= Miladin Ivanović =

Serbian medical doctor, politician and administrator

Miladin Ivanović (Миладин Ивановић; 23 December 1941–13 March 1999), known as Mile, was a Serbian medical doctor, politician, and administrator. During the 1990s, he was the mayor of Peć, the leader of the Peć District, and a member of Serbian and Yugoslavian parliaments. Ivanović was a member of the Socialist Party of Serbia (SPS) and an ally of Slobodan Milošević.

==Early life and career==
Ivanović was born to a Kosovo Serb family in Peć during World War II, in what was then the Italian Zone of Occupation in Kosovo, part of the larger Italian protectorate of Albania. After the war, he was raised in the Autonomous Region of Kosovo and Metohija in the People's Republic of Serbia, Federal People's Republic of Yugoslavia. He graduated from the University of Belgrade Faculty of Medicine and practiced as a radiologist.

Matthew McAllester's Beyond the Mountains of the Damned (2003) includes an assertion that Ivanović was known even before the start of his political career for refusing to treat Kosovo Albanian patients and quotes an Albanian resident of Peć describing him as "a bigot and a nationalist."

==Politician==
Beyond the Mountains of the Damned describes Ivanović as having been the most powerful politician in Peć during the 1990s, a political boss who derived his local authority from his alliance with Milošević. A 1992 article in Der Spiegel described him as presiding over a harsh system of justice directed at the Albanian community. The same article referred to him as "a pleasure-lover, a conversation partner with exquisite politeness and an ardent patriot, but also a man of power and a chauvinist when it comes to the big things - history and future of the Serbian people."

===Administrator of the Peć District===
There is conflicting information online as to when Ivanović served as administrator of the Peć District, but he at least held the position in the years immediately after the Federal Republic of Yugoslavia was established, from 1992 to 1994. He was a member of the Socialist Party's central committee in the same period.

===Parliamentarian (1993–99)===
Ivanović appeared in the fourth position on the Socialist Party's electoral list for Priština in the 1992 Serbian parliamentary election. From 1992 to 2000, Serbia's electoral law stipulated that one-third of parliamentary mandates would be assigned to candidates on successful lists in numerical order, with the remaining two-thirds distributed to other candidates at the discretion of the sponsoring parties or coalitions. Ivanović was automatically elected to the national assembly when the Socialists won thirteen out of twenty-four seats in the division. In the term that followed, he was a member of the health committee and the committee on relations with Serbs outside of Serbia. He was also appointed as one of the Serbian parliament's twenty representatives to the Chamber of Republics in the Yugoslavian parliament.

The SPS formed a minority government after the 1992 Serbian election and was dependent on informal parliamentary support from the far-right Serbian Radical Party (SRS). The alliance between these parties broke down in mid-1993, and a new Serbian parliamentary election was held in December of that year.
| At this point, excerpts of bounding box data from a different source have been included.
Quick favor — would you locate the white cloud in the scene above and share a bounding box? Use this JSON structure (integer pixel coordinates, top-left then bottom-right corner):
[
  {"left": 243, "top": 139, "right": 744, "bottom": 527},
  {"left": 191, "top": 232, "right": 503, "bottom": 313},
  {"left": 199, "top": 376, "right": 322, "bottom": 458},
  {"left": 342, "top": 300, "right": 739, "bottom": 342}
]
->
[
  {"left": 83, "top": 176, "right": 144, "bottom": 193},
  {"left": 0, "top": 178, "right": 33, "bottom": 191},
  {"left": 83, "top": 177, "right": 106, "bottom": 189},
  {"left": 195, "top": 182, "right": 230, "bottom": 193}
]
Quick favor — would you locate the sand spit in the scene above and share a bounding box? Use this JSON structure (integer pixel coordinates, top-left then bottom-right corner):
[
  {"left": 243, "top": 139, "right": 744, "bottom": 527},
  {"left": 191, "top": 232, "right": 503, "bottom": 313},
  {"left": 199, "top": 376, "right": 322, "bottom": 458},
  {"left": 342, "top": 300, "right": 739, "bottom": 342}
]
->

Ivanović was given the fifth position on the SPS's list for Priština and was re-elected when the list won a landslide victory with twenty-one of twenty-four seats. The SPS emerged from the election in a stronger position overall and led a stable government in the term that followed. Ivanović held the same committee assignments as before, although in this term the Health Committee was renamed as the Committee on Health, Demographic Policy, and Family. He was not reappointed to the Yugoslavian parliament.

Serbia's electoral divisions were restructured prior to the 1997 parliamentary election. Ivanović led the SPS's list for Peć and was elected to a third term in the national assembly when the list won twelve out of fourteen seats. The SPS formed a new coalition government with the Radical Party and the Yugoslav Left (JUL) after the election, and Ivanović continued to serve as a government supporter. (Before the coalition government was formed, Radical Party delegate Dragan Todorović accused Ivanović of using strong-arm tactics to ensure the Socialist Party's victory in Peć and suggested that he deserved a prison sentence for his actions.)

===Mayor of Peć===
The Socialist Party won an overwhelming victory in Peć in the 1996 Serbian local elections, with most SPS candidates winning election unopposed. Ivanović served as the community's mayor after the election. His term in office coincided with the early stages of the 1998–99 Kosovo War. In December 1998, Kosovo Verification Mission leader William G. Walker sent Ivanović a message of condolence after six Serbs were killed by masked gunmen in a Peć café.

Ivanović closed the independent radio station BKTV on 6 May 1997, after the station rejected his demand to stop broadcasting news content.

==Death==
Ivanović died of natural causes on 13 March 1999, just before the beginning of the NATO bombing of Yugoslavia.